It is my pleasure to share with you the growth and development of the programming made possible through the Minnis E. Ridenour Faculty Fellowship Endowment in the Virginia Tech School of Public and International Affairs (VT SPIA), and the exciting program developments going forward.
First, the upcoming conference on March 24th, 2017, focused on restoring trust in government. This year we combine two great traditions into one conference, the Ridenour Faculty Fellowship and the long standing High Table, hosted by our colleagues in the Center for Public Administration and Policy.
The Ridenour keynote speaker will be Dr. Marc Edwards, the Charles P. Lunsford Professor of Civil and Environmental Engineering at Virginia Tech and expert on water treatment and corrosion. Dr. Edwards will focus on his groundbreaking work in Flint, Michigan and the work that lies ahead to restore trust and effective government. The High Table keynote speaker will be Professor Christopher Foreman of the University of Maryland and the Brookings Institution, whose work spans social and environmental justice, justice movements, public health, inequality, regulation, and governance at all levels of the U.S. federal system.

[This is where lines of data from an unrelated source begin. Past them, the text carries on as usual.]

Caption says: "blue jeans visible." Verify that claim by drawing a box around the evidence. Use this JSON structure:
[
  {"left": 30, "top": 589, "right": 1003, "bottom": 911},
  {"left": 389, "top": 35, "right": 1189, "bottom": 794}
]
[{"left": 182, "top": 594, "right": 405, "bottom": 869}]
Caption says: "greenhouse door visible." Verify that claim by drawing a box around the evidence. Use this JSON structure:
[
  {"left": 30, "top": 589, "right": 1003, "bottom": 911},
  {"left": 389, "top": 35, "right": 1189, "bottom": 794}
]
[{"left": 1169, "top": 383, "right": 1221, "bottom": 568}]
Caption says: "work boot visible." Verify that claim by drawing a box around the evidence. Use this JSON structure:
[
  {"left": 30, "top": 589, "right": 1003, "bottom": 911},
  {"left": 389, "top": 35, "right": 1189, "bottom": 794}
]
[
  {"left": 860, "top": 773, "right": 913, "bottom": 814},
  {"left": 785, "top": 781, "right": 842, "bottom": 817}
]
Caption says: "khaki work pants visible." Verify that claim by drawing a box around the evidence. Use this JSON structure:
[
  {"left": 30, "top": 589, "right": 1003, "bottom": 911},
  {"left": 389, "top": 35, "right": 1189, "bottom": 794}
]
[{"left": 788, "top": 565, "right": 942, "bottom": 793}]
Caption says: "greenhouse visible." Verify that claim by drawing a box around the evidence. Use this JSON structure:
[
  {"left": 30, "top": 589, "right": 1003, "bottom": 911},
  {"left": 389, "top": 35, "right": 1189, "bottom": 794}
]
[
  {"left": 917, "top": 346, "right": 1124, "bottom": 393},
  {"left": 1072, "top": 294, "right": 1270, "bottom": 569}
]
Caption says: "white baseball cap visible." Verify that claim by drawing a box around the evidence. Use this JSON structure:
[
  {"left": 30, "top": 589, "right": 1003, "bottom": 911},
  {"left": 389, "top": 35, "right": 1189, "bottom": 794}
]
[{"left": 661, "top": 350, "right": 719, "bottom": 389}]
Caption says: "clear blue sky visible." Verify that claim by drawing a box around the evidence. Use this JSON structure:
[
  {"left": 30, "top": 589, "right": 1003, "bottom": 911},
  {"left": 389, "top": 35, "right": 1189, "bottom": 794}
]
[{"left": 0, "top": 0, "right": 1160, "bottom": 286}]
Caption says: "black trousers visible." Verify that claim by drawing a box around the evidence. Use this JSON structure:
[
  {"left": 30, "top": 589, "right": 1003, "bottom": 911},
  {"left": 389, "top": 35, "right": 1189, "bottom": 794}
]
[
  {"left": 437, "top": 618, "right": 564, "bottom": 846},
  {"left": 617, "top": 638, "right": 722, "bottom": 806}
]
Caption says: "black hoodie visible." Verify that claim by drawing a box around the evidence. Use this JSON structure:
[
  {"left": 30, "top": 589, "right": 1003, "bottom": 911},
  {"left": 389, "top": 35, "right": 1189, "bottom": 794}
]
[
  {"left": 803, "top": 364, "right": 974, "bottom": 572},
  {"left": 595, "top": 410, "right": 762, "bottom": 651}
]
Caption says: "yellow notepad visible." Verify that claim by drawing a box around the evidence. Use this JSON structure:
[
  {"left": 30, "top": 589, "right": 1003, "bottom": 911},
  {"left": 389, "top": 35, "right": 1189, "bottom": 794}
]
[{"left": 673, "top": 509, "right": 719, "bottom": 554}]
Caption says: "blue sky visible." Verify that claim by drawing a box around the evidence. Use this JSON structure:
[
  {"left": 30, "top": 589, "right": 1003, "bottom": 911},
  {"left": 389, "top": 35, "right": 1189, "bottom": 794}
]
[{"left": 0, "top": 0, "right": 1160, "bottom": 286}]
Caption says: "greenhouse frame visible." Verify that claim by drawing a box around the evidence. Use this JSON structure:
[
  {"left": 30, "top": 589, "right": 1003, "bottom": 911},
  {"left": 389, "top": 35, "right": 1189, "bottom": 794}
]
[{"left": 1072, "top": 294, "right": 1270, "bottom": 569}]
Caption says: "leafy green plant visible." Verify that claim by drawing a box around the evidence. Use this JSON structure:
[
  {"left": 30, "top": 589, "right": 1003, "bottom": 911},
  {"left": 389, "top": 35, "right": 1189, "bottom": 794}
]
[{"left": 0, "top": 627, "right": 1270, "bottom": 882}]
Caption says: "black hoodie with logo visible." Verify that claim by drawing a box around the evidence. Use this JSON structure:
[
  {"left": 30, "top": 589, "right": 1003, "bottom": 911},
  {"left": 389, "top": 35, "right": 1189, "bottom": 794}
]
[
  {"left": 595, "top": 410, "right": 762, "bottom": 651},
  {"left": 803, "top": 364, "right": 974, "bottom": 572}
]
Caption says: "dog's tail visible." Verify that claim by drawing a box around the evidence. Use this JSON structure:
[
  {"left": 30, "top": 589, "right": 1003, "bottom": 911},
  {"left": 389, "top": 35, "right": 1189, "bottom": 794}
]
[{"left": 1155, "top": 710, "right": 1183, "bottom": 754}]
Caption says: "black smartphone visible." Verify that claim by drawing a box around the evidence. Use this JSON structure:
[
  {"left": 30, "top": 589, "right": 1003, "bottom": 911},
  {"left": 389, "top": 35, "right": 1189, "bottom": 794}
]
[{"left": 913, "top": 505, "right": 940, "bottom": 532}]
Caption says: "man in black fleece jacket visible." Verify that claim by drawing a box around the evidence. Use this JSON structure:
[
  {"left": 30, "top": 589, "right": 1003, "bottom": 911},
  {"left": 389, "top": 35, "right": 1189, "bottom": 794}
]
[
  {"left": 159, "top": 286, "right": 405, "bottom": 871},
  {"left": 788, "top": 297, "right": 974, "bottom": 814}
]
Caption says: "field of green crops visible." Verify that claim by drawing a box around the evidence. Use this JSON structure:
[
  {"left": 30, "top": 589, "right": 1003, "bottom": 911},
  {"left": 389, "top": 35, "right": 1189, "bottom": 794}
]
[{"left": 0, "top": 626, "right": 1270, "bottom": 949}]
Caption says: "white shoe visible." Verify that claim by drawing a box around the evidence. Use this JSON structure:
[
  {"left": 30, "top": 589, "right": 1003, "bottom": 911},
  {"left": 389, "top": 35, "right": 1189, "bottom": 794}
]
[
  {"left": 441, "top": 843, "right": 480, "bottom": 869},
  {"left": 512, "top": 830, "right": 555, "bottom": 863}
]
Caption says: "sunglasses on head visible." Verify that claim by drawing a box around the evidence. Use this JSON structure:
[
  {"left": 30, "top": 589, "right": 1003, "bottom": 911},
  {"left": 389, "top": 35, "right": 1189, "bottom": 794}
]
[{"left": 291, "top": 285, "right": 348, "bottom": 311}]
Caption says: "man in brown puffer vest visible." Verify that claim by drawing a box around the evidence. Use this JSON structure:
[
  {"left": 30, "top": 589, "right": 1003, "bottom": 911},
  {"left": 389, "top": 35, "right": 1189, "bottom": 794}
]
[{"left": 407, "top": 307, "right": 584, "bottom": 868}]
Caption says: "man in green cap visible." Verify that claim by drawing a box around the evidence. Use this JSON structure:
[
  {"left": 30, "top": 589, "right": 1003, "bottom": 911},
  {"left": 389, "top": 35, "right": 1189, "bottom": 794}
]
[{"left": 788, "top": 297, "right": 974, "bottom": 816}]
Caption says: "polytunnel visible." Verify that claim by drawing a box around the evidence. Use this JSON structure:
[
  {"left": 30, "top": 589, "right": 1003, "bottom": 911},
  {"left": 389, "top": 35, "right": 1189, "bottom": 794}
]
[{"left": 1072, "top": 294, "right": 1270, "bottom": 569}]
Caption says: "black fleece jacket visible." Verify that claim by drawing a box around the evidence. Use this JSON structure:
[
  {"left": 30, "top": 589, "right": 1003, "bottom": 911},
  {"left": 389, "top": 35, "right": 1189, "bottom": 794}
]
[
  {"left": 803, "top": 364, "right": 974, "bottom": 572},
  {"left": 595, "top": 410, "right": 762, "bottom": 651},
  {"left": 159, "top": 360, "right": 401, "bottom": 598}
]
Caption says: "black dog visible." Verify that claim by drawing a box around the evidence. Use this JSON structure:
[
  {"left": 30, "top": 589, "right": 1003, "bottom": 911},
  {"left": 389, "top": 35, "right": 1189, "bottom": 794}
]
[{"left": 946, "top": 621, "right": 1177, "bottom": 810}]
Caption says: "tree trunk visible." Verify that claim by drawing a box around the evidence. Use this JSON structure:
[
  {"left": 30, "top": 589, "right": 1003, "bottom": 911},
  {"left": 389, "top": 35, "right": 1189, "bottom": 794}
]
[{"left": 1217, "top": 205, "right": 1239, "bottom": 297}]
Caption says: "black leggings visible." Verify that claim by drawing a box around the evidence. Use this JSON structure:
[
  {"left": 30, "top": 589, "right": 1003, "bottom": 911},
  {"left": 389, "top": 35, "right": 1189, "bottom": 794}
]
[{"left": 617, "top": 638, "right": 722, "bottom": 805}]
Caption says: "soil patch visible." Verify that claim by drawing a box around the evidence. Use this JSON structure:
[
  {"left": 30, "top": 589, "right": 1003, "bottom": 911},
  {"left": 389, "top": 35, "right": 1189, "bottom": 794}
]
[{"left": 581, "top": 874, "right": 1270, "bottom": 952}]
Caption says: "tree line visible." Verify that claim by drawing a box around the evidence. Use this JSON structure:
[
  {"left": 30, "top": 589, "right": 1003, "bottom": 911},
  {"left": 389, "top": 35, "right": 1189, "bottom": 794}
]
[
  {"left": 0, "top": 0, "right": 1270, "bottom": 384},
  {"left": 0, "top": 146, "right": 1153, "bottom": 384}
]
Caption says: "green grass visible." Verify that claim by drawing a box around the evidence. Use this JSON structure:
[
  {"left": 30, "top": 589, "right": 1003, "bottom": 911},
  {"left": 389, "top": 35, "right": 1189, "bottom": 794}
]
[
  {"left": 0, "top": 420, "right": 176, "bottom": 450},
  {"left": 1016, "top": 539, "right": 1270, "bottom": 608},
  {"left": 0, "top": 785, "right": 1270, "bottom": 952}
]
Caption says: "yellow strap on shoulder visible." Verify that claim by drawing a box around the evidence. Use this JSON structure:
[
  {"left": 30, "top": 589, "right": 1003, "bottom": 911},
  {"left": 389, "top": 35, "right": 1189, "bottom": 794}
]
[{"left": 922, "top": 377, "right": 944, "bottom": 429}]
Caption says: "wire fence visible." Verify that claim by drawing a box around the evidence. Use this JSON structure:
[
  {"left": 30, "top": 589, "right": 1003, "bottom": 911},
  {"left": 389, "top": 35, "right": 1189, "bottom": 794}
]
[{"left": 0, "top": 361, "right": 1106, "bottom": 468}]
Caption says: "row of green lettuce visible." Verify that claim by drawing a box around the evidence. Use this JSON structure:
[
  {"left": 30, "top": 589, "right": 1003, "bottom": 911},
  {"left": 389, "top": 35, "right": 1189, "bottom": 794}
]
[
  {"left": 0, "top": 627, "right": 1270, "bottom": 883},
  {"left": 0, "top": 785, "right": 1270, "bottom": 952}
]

The headlines in 2016 were dominated by major political events such ‘Brexit’ and the United States presidential election that highlighted polarized and frustrated national electorates. In addition, local and state governments faced complex issues from lead poisoning in the Flint, Michigan water supply, to confrontations between police and communities across the country, to protests on the indigenous grounds of Standing Rock in North Dakota. Over the past few years, the Gallop Poll shows trust in our elected officials and public institutions at historic lows. What is next for cities and governments at home and abroad coping with a collapse in capacity to deliver services, protect citizens, and respond to economic and social crises?
The root challenges rest in the capacity to govern fairly, effectively, with transparency, and economically. SPIA faculty and students, Virginia Tech faculty, and guest scholars will tackle these questions through robust discussion and engagement.
The Ridenour Faculty Fellowship program fosters the creative advancement of faculty and students across the SPIA programs. To further this goal, SPIA initiated this annual program to catalyze understanding of social issues and possible policy solutions through the synergy of interdisciplinary engagement. The first conference took place in April 2012 and focused on distressed cities. Since then, the themes have been, Governing Possibilities and the Possibilities of Governance, Resilience, and Diversity, Inclusion, and Policy Innovation. The approach of the conference and research series is twofold. First we aim for a robust interdisciplinary exchange during the conference that builds substantive knowledge as well as a cumulative understanding of best practices for interdisciplinary work across all the conferences. Second, we aim to generate a research network between SPIA faculty and students and scholars across Virginia Tech and the globe, with the goal of producing research and discourse that results from convening.
SPIA faculty and students strive to develop outstanding scholarship that can be applied in practice to continuously inform, question, and advance knowledge in the public sphere. The Ridenour Faculty Fellowship Conference provides a forum to advance this core mission.